Researchers blame SSBs, at least in part, for the ballooning obesity crisis, as well as higher rates of diabetes, heart disease, high blood pressure and cancer. Not to mention that soft drink lovers are less likely to get the calcium and other nutrients they need to keep their bodies healthy.

How are policy makers hoping to lower consumption? By imposing a soda tax—a tax per ounce on sugar-sweetened beverages, and possibly diet drinks too.

“In these tough economic times, easy fixes to our problems are hard to come by,” New York Mayor Michael Bloomberg said. “But the soda tax is a fix that just makes sense. It would save lives. It would cut rising health care costs. And it would keep thousands of teachers and nurses where they belong: in the classrooms and clinics.”

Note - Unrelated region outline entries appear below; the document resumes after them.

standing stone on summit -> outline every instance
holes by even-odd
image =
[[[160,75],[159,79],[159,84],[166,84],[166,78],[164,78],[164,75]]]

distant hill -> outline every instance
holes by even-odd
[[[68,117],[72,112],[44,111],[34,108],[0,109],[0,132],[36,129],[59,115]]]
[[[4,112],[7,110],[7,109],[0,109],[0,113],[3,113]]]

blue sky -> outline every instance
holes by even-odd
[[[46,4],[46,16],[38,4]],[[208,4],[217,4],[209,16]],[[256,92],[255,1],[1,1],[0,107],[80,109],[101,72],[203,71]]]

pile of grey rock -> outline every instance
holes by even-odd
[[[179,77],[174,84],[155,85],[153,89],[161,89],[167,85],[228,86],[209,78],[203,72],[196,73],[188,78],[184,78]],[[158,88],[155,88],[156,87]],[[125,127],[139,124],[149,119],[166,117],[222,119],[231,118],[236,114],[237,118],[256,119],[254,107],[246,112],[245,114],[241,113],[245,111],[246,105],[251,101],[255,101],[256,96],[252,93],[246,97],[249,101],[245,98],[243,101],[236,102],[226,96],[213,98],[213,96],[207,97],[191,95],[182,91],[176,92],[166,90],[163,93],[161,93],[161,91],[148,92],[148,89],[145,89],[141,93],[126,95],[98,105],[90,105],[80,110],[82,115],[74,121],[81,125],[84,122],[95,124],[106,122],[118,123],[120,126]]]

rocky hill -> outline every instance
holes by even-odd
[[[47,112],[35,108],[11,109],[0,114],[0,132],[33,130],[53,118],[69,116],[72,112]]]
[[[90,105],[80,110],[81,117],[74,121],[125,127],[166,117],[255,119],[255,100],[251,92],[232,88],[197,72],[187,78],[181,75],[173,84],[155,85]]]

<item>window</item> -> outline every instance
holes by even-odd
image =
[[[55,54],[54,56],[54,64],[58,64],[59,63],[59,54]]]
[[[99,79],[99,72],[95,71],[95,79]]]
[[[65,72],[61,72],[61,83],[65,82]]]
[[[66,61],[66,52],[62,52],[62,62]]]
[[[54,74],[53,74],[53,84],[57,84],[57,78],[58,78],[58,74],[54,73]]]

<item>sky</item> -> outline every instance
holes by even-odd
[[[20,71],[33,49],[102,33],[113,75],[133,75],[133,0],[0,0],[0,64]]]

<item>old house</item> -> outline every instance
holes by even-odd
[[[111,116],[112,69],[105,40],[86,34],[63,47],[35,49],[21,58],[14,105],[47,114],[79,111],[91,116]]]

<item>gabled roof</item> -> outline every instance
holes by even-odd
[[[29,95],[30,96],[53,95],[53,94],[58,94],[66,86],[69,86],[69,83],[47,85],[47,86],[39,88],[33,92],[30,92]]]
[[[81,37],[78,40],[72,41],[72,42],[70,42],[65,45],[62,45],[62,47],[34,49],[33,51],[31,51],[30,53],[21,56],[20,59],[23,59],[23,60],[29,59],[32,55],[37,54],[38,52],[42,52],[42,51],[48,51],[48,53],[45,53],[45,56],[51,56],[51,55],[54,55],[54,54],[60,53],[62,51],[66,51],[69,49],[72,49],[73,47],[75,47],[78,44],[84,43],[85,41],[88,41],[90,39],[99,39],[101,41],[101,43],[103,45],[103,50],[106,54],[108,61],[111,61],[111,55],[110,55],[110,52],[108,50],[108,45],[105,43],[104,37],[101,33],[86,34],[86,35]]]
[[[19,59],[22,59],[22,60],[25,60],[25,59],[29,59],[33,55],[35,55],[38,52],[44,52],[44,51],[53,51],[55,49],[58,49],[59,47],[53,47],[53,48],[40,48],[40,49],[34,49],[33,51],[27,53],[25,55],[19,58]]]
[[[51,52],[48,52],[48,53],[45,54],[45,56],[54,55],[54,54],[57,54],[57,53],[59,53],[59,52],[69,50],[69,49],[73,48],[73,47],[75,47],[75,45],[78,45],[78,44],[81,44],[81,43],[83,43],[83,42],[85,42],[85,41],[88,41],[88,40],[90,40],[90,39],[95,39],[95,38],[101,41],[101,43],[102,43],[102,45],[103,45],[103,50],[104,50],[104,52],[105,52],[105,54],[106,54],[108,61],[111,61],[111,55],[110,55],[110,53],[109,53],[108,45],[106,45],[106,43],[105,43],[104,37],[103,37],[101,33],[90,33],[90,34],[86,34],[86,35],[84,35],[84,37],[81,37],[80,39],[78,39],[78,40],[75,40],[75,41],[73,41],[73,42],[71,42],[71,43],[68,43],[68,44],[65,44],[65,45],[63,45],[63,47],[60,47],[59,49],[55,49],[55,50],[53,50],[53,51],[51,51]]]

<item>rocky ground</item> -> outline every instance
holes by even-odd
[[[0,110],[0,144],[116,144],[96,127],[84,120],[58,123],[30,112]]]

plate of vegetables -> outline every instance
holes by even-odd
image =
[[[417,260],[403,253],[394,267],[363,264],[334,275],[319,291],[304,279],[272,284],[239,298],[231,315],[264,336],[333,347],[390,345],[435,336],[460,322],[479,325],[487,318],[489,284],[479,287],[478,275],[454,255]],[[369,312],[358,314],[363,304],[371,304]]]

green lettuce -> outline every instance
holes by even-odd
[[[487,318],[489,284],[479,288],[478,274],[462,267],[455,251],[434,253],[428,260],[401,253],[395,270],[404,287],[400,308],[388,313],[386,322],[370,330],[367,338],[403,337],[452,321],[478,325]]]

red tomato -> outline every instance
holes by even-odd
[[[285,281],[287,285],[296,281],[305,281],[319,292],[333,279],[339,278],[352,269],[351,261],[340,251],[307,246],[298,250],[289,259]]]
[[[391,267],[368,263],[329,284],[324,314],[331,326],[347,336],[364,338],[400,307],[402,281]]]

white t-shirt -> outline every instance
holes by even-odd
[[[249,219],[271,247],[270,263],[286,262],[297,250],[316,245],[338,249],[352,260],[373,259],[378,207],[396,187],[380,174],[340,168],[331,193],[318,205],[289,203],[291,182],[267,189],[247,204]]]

Even a very small soda tax could raise big bucks for your city. In New York City, a 5-cent tax on sugar-sweetened and diet beverages would generate almost $30 million dollars in 2011 alone—an amount that could help offset obesity-related healthcare costs.

A 2010 study in the Archives of Internal Medicine followed 5,000 young adults over a period of 20 years and found that those who purchased a soda costing $1 dollar or more – ate 124 fewer calories that day. They concluded that an 18 percent increase in the price of soda could amount to a five-pound weight loss per person. Across the whole country, that could be substantial.

A soda tax may even be more effective than subsidies on health food.

The nay-saying experts think a soda tax is unlikely to change behavior and won’t lead to noticeable weight loss. A 2011 study from Northwestern University, led by economics graduate student Ketan Patel, found that obese people, regardless of socioeconomic status, are less price sensitive, meaning that a tax is unlikely to dissuade them from choosing the drinks they love.